CSIRO’s Executive Director of Digital, National Facilities and Collections, Professor Elanor Huntington, says the benefits of the SKAO are not limited to astronomy.

“Much of the technology and engineering required for the telescope to work need to be developed for the first time,” Professor Huntington said.

“These advances in engineering, signal processing and computing will not only benefit the astronomy community, but Australian industry as we move further into our data-driven future. 

“The SKAO’s telescopes are providing an opportunity for Australians to innovate and share with the global community.
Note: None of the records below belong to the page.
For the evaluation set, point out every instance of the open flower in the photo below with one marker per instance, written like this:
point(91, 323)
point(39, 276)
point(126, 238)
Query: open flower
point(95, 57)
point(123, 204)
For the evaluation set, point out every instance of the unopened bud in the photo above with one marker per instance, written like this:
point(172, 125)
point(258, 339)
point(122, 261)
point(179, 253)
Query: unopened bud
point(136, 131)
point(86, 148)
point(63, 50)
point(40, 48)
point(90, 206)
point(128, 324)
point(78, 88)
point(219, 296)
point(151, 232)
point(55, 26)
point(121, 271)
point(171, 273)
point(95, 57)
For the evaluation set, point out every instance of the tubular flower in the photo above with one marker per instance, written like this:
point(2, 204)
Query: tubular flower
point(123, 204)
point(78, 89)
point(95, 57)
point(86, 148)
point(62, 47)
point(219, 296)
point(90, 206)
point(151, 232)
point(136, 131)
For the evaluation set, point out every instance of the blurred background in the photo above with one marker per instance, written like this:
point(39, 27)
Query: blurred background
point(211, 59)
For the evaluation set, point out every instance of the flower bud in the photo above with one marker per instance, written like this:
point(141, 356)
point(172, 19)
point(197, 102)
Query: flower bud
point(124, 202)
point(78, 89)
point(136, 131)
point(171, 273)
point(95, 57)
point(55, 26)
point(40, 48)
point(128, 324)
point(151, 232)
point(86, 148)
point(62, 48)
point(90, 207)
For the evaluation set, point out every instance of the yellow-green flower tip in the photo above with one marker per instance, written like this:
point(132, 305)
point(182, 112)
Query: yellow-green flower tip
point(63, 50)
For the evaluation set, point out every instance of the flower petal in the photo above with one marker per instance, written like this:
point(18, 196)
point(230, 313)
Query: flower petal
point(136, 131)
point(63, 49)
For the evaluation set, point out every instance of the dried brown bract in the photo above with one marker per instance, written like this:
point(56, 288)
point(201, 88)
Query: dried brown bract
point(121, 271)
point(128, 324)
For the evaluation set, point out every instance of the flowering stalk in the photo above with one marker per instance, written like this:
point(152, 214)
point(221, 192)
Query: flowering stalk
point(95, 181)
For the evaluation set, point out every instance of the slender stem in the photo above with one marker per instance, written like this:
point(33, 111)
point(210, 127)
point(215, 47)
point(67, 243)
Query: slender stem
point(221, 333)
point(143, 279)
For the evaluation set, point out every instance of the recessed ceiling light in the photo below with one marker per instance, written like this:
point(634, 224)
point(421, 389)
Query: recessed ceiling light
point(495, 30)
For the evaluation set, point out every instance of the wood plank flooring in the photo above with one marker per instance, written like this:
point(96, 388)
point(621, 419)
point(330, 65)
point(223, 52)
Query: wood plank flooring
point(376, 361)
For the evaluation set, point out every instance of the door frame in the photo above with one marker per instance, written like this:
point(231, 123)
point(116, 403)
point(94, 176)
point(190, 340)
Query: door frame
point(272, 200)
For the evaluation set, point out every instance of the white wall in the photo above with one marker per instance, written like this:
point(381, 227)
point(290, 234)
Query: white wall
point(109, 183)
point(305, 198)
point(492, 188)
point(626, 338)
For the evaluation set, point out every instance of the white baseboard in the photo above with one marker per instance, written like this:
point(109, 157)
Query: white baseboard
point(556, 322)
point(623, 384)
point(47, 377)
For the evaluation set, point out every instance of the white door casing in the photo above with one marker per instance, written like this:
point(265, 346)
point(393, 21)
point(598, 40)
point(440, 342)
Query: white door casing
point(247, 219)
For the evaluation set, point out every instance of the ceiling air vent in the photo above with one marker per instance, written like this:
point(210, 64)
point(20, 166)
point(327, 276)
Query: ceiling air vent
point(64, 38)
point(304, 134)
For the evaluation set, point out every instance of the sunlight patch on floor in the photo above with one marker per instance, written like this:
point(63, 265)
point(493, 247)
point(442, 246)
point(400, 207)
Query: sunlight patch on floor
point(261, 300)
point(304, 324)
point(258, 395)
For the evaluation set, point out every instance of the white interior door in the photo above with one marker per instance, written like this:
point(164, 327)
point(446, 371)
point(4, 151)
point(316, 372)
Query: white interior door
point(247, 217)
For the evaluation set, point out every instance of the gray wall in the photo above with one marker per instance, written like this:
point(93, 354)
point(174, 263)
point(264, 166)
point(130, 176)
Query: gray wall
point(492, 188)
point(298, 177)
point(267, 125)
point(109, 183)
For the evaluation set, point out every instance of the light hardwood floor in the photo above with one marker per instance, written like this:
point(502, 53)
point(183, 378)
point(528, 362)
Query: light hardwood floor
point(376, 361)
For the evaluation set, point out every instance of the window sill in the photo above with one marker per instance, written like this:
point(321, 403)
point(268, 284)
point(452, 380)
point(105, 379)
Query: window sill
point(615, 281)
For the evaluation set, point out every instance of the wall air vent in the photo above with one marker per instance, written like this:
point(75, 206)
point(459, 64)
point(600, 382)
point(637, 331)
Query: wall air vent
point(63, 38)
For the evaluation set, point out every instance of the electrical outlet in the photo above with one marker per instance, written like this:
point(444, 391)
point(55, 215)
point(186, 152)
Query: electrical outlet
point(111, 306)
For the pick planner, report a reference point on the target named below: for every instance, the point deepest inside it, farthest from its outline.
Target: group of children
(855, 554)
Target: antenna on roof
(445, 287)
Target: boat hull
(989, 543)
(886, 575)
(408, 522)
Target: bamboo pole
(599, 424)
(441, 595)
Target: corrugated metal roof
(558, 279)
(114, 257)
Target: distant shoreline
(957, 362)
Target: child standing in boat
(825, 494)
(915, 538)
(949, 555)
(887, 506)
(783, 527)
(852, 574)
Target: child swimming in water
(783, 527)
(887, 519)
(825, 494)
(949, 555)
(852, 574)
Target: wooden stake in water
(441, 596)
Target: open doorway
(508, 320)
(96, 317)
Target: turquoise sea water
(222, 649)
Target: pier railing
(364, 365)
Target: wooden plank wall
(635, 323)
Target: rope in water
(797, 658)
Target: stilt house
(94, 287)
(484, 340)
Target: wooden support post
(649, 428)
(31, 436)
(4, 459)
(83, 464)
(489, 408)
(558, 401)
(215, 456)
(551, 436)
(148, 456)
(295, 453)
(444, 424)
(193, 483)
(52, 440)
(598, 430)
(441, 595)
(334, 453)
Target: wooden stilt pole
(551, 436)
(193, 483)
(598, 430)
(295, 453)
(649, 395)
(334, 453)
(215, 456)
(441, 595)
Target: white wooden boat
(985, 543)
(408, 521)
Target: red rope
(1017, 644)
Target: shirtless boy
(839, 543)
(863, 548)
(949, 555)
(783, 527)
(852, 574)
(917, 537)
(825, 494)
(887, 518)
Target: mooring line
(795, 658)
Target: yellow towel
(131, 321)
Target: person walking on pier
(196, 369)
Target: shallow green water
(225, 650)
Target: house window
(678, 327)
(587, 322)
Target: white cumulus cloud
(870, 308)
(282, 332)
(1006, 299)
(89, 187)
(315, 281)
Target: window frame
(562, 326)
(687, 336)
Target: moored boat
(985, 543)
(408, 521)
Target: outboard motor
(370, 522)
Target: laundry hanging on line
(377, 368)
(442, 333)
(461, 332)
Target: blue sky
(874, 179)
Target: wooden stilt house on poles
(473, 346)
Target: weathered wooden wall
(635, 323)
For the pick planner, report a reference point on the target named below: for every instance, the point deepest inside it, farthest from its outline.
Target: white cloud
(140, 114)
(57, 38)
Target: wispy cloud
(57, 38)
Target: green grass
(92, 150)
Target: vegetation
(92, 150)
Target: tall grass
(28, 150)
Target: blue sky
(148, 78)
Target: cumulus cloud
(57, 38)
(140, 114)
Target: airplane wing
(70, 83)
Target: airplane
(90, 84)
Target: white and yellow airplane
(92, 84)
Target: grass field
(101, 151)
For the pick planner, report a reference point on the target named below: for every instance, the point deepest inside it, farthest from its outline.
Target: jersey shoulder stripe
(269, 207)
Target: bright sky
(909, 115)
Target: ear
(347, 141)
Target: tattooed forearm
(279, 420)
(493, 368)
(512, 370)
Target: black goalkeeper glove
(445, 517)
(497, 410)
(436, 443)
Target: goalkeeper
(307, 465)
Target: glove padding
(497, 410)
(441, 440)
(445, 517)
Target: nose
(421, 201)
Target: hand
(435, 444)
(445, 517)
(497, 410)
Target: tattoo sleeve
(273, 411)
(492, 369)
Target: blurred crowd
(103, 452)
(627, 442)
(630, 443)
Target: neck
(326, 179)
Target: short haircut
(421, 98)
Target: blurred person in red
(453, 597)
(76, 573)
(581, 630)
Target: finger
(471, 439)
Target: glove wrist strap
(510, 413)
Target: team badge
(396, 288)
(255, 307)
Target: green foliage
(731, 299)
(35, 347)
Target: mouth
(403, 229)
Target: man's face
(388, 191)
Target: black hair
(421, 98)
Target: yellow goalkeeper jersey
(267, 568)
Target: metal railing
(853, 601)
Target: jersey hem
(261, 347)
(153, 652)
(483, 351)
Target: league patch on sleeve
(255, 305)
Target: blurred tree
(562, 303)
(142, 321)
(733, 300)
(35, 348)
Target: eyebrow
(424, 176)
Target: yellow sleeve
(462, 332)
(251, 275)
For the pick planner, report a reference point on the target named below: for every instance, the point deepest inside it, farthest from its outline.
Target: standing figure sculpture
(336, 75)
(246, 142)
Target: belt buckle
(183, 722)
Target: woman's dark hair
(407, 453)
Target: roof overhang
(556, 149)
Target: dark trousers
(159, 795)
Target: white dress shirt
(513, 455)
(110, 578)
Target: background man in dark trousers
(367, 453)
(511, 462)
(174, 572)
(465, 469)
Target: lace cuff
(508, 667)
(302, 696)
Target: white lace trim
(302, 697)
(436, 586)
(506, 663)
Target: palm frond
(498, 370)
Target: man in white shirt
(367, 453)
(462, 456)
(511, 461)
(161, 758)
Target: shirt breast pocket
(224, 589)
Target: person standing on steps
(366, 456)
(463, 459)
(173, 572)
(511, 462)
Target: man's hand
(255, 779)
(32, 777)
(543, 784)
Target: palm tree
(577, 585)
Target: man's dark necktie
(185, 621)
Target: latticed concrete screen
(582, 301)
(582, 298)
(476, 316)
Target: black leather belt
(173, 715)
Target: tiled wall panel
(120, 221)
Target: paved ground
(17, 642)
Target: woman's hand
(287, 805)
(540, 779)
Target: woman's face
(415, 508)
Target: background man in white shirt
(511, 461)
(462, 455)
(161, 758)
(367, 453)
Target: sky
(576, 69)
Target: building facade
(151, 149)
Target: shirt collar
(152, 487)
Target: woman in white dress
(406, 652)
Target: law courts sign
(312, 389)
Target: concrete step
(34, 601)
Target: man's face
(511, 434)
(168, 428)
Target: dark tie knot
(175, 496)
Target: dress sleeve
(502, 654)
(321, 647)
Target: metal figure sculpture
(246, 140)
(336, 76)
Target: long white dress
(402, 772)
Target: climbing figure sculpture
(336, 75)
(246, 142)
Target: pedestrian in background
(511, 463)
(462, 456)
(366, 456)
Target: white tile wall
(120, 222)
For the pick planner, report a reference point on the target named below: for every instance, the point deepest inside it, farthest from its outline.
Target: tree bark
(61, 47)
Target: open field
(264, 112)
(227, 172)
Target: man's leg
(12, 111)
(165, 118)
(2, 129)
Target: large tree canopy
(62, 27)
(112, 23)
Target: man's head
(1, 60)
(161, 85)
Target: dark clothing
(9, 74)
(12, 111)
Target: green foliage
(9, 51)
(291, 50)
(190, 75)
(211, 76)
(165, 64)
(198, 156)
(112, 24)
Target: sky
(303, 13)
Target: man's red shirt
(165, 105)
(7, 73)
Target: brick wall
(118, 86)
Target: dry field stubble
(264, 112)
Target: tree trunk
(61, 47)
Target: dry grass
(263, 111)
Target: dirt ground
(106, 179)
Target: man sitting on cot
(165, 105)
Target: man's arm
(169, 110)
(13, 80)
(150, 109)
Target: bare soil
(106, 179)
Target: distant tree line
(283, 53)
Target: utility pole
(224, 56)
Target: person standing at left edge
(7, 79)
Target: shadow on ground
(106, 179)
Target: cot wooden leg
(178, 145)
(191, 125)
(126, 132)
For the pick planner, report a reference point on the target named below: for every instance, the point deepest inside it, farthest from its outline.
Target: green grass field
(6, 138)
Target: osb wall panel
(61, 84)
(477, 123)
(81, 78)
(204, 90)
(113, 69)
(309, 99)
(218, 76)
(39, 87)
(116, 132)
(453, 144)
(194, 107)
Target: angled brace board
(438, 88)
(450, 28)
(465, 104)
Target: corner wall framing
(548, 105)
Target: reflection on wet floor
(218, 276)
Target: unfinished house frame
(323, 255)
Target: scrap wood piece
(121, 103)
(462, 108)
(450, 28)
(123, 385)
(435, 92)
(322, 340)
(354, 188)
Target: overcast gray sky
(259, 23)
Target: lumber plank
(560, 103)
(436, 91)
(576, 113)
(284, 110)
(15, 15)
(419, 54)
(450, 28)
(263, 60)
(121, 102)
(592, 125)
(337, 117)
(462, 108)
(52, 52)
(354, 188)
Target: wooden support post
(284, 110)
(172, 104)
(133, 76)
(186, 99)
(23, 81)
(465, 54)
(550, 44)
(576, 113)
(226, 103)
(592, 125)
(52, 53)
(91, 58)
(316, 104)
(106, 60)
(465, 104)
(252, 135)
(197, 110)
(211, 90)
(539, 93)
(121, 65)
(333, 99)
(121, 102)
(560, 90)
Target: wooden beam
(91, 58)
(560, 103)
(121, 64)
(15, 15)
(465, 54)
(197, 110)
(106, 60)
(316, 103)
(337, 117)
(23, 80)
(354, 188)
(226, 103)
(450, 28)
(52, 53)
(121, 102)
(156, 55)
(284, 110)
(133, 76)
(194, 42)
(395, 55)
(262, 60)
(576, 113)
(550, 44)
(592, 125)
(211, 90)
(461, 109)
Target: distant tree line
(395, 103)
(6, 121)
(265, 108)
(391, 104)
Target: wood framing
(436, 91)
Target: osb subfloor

We’re all coming together to not only learn more about the Universe but drive advances in data handling and signal processing.”

Dr Douglas Bock - Director of Space and Astronomy at CSIRO - says the scientific world is waiting.

“The SKA-Low telescope will be a leap ahead of current technology and allow an unprecedented view of the Universe with incredible sensitivity, which will allow us to observe the distant Universe in much more detail than anything we've done so far,” he said.  

 “SKA-Low is being built far from large population centres and away from contaminating signals from mobile phone towers and radio stations. 

“Inyarrimanha Ilgari Bundara, the CSIRO Murchison Radio-astronomy Observatory where the SKA-Low telescope is being built on Wajarri Country is perhaps the best site for low-frequency astronomy anywhere on Earth.

“The latest digital technology also means SKA-Low will look at a large part of the sky all at once. It will speed up discovery – we’ll have a much higher chance to discover new phenomena. 

“So many of the most exciting discoveries in astronomy have been found when we built new powerful telescopes and just went looking!”